Il existe une relation entre implantation d’infrastructures et conflit mais aussi la paix. Le déséquilibre spatial lié au manque ou à la mauvaise répartition des infrastructures est souvent source de frustration qui peut aboutir à un conflit. Il n’est pas rare de voir une population se rebeller pour réclamer des infrastructures. Résoudre un conflit c’est aussi lutter contre la pauvreté. L’implantation des infrastructures dans un territoire en conflit peut également favoriser le retour de la paix. Mais il n’est pas dit que partout où il ya manque d’infrastructures, il ya forcément conflit. On ne parle de conflit dans ce contexte que si une frange de la population d’une région prend les armes pour réclamer quelque chose. En effet, implantation d’infrastructures et développement sont également deux concepts intimement liés, mais néanmoins deux dynamiques distinctes qui ne sont pas nécessairement dans un rapport de causalité. On ne peut parler de développement sans infrastructures. Alors qu’on peut nuancer que l’implantation d’infrastructures n’est pas automatiquement synonyme de développement. Ainsi, l’implantation d’infrastructures dans un contexte récent peut trouver dans le territoire un cadre d’expression encore plus favorable pour lui donner plus de consistance. L’implantation est la disposition d’un édifice, d’un habitat, d’un ensemble urbain, etc. dans son cadre urbain et architectural et par rapport à la voirie. Les infrastructures sont des équipements réalisés au sol ou au sous sol. Les infrastructures concernent les ouvrages, les réseaux de transport (voirie et stationnement, chemins de fer, canaux, ports, aéroports et aménagement des cours et plans d’eau).
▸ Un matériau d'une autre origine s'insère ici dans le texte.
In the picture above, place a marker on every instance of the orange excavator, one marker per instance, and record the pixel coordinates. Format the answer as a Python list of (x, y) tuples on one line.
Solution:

Le territoire est un vaste espace délimité, approprié par une société qui l’aménage en vue d’assurer la satisfaction de leurs besoins. L’espace communal est selon PELISSIER P. et SAUTER G. une portion du terroir approprié utilisé et aménagé éventuellement par le groupe qui y réside et y tire ses moyens d’existence. Ainsi, à l’image des autres capitales coloniales, la ville de Ziguinchor est marquée par un déséquilibre spatial croissant. Toutes les infrastructures son implantées au centre ville. Cette ancienne stratégie d’aménagement permettait de garantir aux agents de l’administration coloniale un cadre de vie sain et agréable. Ce qui a entraîné le déséquilibre spatial que l’on peut voir dans la physionomie actuelle de la ville.
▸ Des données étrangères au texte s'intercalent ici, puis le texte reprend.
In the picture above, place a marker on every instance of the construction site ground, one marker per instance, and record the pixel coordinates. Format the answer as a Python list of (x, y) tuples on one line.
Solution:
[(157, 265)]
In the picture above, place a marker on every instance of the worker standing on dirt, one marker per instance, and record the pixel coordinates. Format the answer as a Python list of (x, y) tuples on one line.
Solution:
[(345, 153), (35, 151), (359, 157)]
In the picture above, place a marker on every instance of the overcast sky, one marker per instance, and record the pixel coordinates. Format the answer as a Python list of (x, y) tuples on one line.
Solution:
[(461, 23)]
Contrairement au centre ville, la périphérie reste marquée par une occupation anarchique du territoire et une carence très profonde en équipements. Les disparités avec le centre ville sont très importantes. Au fur et à mesure que l’on progresse vers la périphérie, le déficit en infrastructures s’accentue. Cela est dû au model de développement hérité de la colonisation, mais aussi au conflit qui prévaut dans la zone d’extension. C’est la configuration que donnent le réseau routier, et les infrastructures économiques et services implantés dans la commune. En effet, les politiques d’aménagement du territoire sont nées de la prise de conscience des disparités régionales de développement tant au niveau national que local. L’aménagement du territoire est une politique volontariste et prospective qui vise à organiser l’espace, à donner un meilleur équilibre géographique plus rationnel des infrastructures favorisant ainsi le développement durable.
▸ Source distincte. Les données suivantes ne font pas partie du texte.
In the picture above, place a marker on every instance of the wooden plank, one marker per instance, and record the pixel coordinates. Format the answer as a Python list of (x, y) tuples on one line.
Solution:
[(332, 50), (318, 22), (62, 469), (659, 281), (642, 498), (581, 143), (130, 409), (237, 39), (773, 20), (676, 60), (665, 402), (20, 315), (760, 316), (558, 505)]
Aménagement et décentralisation sont deux concepts liés. La décentralisation est le transfert de compétences du pouvoir central aux collectivités locales. Elle a favorisé l’émergence de nouveaux acteurs. De nos jours, la municipalité a lancé une série de travaux qui vont changer le visage de la ville. Ceux ayant trait à la voirie restent plus importants grâce à la création d’une usine de pavés. Le dallage est accompagné de l’assainissement et il est prévu l’éclairage public. Au total pour ce programme, 13 km de rues et à terme une vingtaine de km seront faites en pavés. A cela s’ajoute la réhabilitation et la construction de nombreuses autres superstructures et infrastructures socio-économiques.

Par ailleurs, l’aménagement de la périphérie à hauteur de Kénia et Diabir et l’implantation de nouvelles infrastructures de base permet de désengorger le centre ville (Boudody-Escale), mais aussi offre à cet espace des enjeux territoriaux importants. Les besoins d’espace deviennent plus importants dans cette zone. Le prix du m² a atteint des proportions considérables. La gestion foncière devient plus préoccupante pour les autorités locales. La ville empiète sur l’espace rural. Des infrastructures y sont construites. Ce qui entraine des conflits fonciers et des problèmes de gestions entre les autorités communales et celles de la Communauté Rurale de Niaguis. Cependant, les efforts de développement au niveau de la zone d’extension qui devait constituer un pôle d’équilibre administratif et économique du centre ville tarde à se réaliser à cause de la situation d’insécurité qui prévaut.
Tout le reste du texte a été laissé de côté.